Organ transplant
An organ transplant is the transplantation of an organ (or part of one) from
one body to another, for the purpose of replacing the recipient's damaged or
failing organ with a working one from the donor.
Blood transfusion and bone marrow transplants are special cases of a
transplant where the transplanted part of the body is renewable; in other
cases, the organ donor either has another of the same organ (such as lungs
or kidneys), or has been declared brain dead.
Organs that can currently be transplanted include:
* Liver
* Kidney
* Lung
* Heart
* Corneas
* Skin (a skin graft)
* Blood vessels
The heart and lungs are sometimes transplanted together, in a heart-lung
transplant.
Organ transplants that can not be performed today include
* Head transplant or Whole-body transplant
* cardia or Lower Esophageal Sphincter(LES) for achalasia.
History
Successful inter-human transplants have a relatively long history, the
operative skills were present long before the necessities for post-operative
survival were discovered. Rejection was, is, and may always be the key
problem.
The third century saints Damian and Cosmas are recorded as performing the
first medical transplant - replacing the gangrenous leg of a white man with
the leg of a dead Moor. Less miraculous was the work of French surgeon
Alexis Carrel, in the 1900s, with the transplantation of arteries or veins.
His skillful anastomosis operations, the new suturing techniques, laid the
ground for later transplant surgery. From 1902 Carrel performed transplant
experiments on dogs. Surgically successful in moving kidneys, hearts and
spleens, he was one of the first to identify the problem of rejection.
Autotransplants, transfer of material on the same patient, was successfully
demonstrated by Jean Casimir Guyon with skin in 1869. Slightly later,
Jacques Reverdin used a similar technique to aid wound healing. Major steps
in skin transplants occured during WW I, notably in the work of Harold
Gillies at Aldershot. Among his advances was the tubed pedicle graft,
maintaining a flesh connection from the donor site until the graft
established its own blood flow. Gillies' assistant, Archibald McIndoe,
carried on the work into WW II as reconstructive surgery. In 1962 the first
successful replantation surgery was perofrmed - re-attaching a severed limb
and restoring (limited) functioning and feeling.
The first successful cornea transplant, a keroplastic operation, was
performed by Eduard Zirm in Austria in 1906, for all other transplants
rejection seemed an insurmountable problem. In the late 1940s Peter Medawar,
working for the National Institute for Medical Research, improved the
understanding of rejection. Identifying the immune reactions in 1951 Medawar
suggested that immunosuppressive drugs could be used. Cortisone had been
recently discovered and the more effective azathioprine was identified in
1959, but it was not until the discovery of cyclosporine in 1970 that
transplant surgery found a sufficiently powerful immunosuppressive.

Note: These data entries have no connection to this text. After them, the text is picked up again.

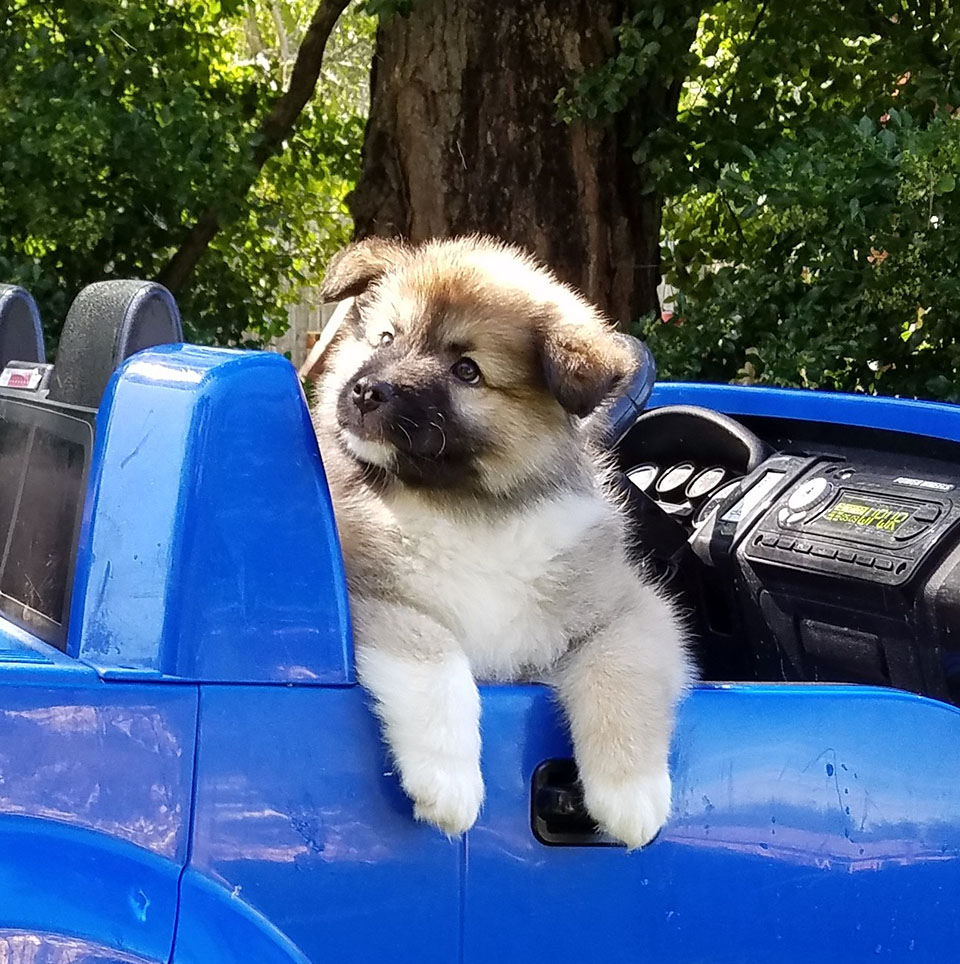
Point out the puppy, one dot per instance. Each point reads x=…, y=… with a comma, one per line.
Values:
x=481, y=535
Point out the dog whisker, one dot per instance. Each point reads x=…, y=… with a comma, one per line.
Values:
x=443, y=437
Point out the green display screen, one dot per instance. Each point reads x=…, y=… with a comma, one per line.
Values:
x=860, y=513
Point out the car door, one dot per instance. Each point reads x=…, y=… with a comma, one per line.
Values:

The first successful human organ transplant was the kidney in December 1954
in Boston by Joseph Murray and J. Hartwell Harrison. The kidney was the
easiest organ to transplant, tissue-typing was simple, the organ was
relatively easy to remove and implant, live donors could be used without
difficulty, and in the event of failure kidney dialysis was available from
the 1940s. Tissue-typing was essential to the success, early attempts in the
1950s on sufferers from Bright's disease had been very unsuccessful. The
1954 transplant was between identical twins.
The success with the kidney led to attempts with other organs. There was a
successful cadaveric lung transplant into a lung cancer sufferer in June
1963 by James Hardy in Jackson, Mississippi. The patient survived for
eighteen days before dying of kidney failure. Thomas Starzl of Denver
attempted a liver transplant in the same year, he was not successful until 1967.
The heart was a major prize for transplant surgeons. But, as well as
rejection issues the heart deteriorates within minutes of death so any
operation would have to be performed at great speed. The development of the
heart-lung machine was also needed. Lung pioneer James Hardy attempted a
human heart transplant in 1964, but a premature failure of the recipient's
heart caught Hardy with no human donor, he used a chimpanzee heart which
failed very quickly. The first success was achieved in December 1967 by
Christiaan Barnard in Cape Town, Louis Washkansky survived for eighteen days
amid a distasteful publicity circus. The media interest prompted a spate of
heart transplants, over a hundred were performed in 1968-69, almost all the
patients died within sixty days.
As mentioned, it was the advent of cyclosporine that altered transplants
from research surgery to live-saving treatment. In 1968 surgical pioneer
Denton Cooley performed seventeen transplants, fourteen of his patients were
dead within six months. By 1984 two-thirds of all heart transplant patients
survived for five years or more. With organ transplants becoming
commonplace, limited only by donors, surgeons moved onto more risky fields,
multiple organ transplants on humans (first successful heart-lung in 1981)
and whole-body transplant research on animals. Other researchers moved onto
the use of artifical, animal or trans-genic organs.